Now, some would say that to take that last approach, we'd have to have some internal system that kept track of P(lang. instance)/P(Normalizer) to arrive at statistical calculations to assign to rules. Who's to say we don't have one? Children musn't acquire every single thing they hear as a rule. Else they would hear someone stutter ,'the-the' in hesitation and encode that as a regular expression in the lexicon, using it in free variation with 'the', I would think. Even when we talk about paramter setting (do we still believe in parameter settting? Or has that gone the way of GB?), surely just one occurence of a construction can't be enough to sway a hard decision? Even David Lightfoot said that there have to be so many occurences (taken as percentages) for rules to become set.

So, in actuality, I don't see why a stochastic grammar given this formulation is so necessarily out of the question, given concerns about how those probabilities would be set and learned.

Heather Taylor said...

In response to Nitin's request for references demonstrating that the result of more controlled experiments of grammaticality judgments leading to virtually the same results as the original method (that is, syntacticians asking a native speaker of a language for a grammaticality judgment of a sentence), the most recent and salient source would be Jon Sprouse's PhD thesis, successfully defended in the UMD ling dept this July. You can find it in the linguistics pdf locker under Islands/sprouse - 2007...
Hope this helps!

Rebecca said...

Sarah:
[1] As to the "squeezing the balloon" problem, I completely agree that it _is_ a problem and that it is a problem for the mental grammar proper-- changing a rule to account for some data might make you unable to account for other data. (This is actually something that worries me a lot in my own research.)
That said, I think a really important and interesting thing to do would therefore be to come up with algorithms for testing rules against a lot of data at once. This, however, is independent of whether you see grammatical rules as algebraic or not.
However, I'm not entirely sure how a 'stochastic' component to the grammar proper would get around this problem. Surely you would still have cases where changing one rule would have broader implications than foreseen?
I may be ignoring or forgetting important examples, though-- so please correct me.

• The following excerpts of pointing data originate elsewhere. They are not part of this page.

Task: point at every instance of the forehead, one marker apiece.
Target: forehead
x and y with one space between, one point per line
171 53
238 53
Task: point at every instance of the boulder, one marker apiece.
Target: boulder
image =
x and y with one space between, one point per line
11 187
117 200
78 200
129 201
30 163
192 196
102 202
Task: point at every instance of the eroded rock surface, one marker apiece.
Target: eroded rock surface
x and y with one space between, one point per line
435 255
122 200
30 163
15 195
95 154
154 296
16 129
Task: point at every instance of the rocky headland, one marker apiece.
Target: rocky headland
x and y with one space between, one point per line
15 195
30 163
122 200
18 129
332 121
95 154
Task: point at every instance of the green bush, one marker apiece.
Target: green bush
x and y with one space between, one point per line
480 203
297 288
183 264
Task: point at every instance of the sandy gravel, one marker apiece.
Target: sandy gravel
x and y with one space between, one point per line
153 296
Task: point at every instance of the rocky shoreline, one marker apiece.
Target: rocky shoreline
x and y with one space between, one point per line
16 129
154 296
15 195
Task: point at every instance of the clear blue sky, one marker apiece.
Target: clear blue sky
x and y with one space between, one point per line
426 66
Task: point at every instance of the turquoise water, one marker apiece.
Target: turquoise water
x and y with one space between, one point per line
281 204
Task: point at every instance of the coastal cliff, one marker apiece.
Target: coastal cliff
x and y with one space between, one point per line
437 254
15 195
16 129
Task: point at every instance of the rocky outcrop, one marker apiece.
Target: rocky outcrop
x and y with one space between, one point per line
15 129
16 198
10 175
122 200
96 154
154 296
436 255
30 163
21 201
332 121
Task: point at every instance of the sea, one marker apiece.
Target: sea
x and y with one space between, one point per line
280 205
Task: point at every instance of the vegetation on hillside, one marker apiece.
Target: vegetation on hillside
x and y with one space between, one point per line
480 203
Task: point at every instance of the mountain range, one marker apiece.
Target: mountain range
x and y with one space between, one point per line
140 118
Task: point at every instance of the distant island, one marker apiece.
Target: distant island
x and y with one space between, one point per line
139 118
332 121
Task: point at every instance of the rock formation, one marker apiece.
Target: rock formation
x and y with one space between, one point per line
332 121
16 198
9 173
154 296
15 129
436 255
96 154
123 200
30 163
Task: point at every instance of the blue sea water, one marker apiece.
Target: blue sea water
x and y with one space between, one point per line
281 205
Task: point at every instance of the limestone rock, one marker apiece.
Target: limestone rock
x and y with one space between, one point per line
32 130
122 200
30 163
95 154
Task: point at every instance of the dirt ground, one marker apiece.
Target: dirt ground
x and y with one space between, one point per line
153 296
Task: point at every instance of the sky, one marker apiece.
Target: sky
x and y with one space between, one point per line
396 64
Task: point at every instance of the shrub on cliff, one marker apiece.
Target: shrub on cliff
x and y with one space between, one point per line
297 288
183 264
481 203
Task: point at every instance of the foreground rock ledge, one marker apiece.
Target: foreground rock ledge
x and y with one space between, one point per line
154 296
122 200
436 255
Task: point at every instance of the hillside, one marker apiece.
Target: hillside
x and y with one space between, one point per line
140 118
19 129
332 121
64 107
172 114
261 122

[2] As for the 'chicken and egg' problem, I think it was an argument that there should be a certain amount of _innateness_ in language: we should be predisposed to interpret linguistic input in certain ways. These might actually lead us to a language that does not entirely match the input (as in creolization or home sign or language change).
This is _not_ an argument about whether grammar is stochastic. All it speaks to is that the processes underlying language acquisition should be partially innate.